When Holly died, she was convinced the disorder she had was untreatable. In perfect cursive on a sheet of 11 x 17 standard white bond, she left a chronicle of her failures: "I can't manage my daughters and they are healthier without me. I can't keep a job. I am in excruciating pain. Anxiety fills me. There is no cure for my disease. I release you all from my sick existence." On a tablet beside the bed was a list of treatment programs she had called with notes scribbled in the margins. Too expensive, won't accept our insurance, no openings, long waiting list. Her despair is palpable.
The North Dakota Mental Health Association tells us Holly slipped through the cracks. They have created a program called Holly's House to catch others in the future. I can't help feeling it's too late. We lost a great one here. Several months after her death, I still wake up in the middle of the night crying out, I want her back! I am haunted by how easy it was to feel right when she was alive. I could have been gentler; I could have been more patient.

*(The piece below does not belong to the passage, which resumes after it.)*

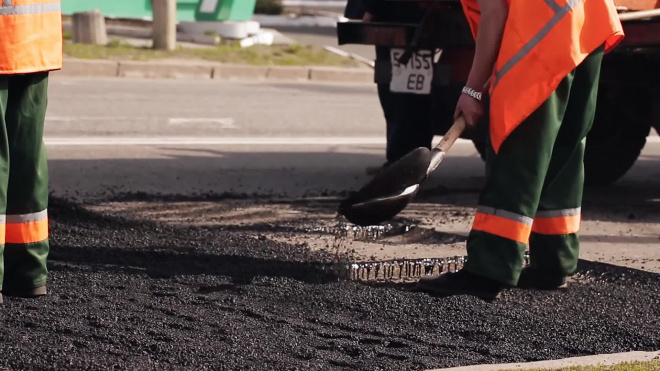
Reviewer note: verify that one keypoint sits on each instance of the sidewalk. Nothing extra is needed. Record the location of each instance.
(187, 69)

Only when I am in the presence of Eden and Raven do I have a sense that I may have done something right in advocating for them. Though they are going to carry this death of their mother with them for the rest of their lives, they are clearer, brighter beings today. Having been off medication for months now, it is painfully clear these children were in psychological distress, because their mother was in psychological distress. It isn't easy to admit, but it is so powerfully obvious that it can't be ignored. Life wasn't ever going to be easy for these two children. They came in the door with loaded agendas waiting to greet them.
Could not endure
I was recently told by an intuitive reader that Holly's soul could not endure any more of the pain it had witnessed in this lifetime. With great emphasis on the word "soul," she told me that Holly made an agreement in this lifetime to take on the some tough issues. She has gone back to the creator to heal. She is helping from the other side now. "Holly is grateful for your honesty, Suzanne. She can see the situation from her soul now."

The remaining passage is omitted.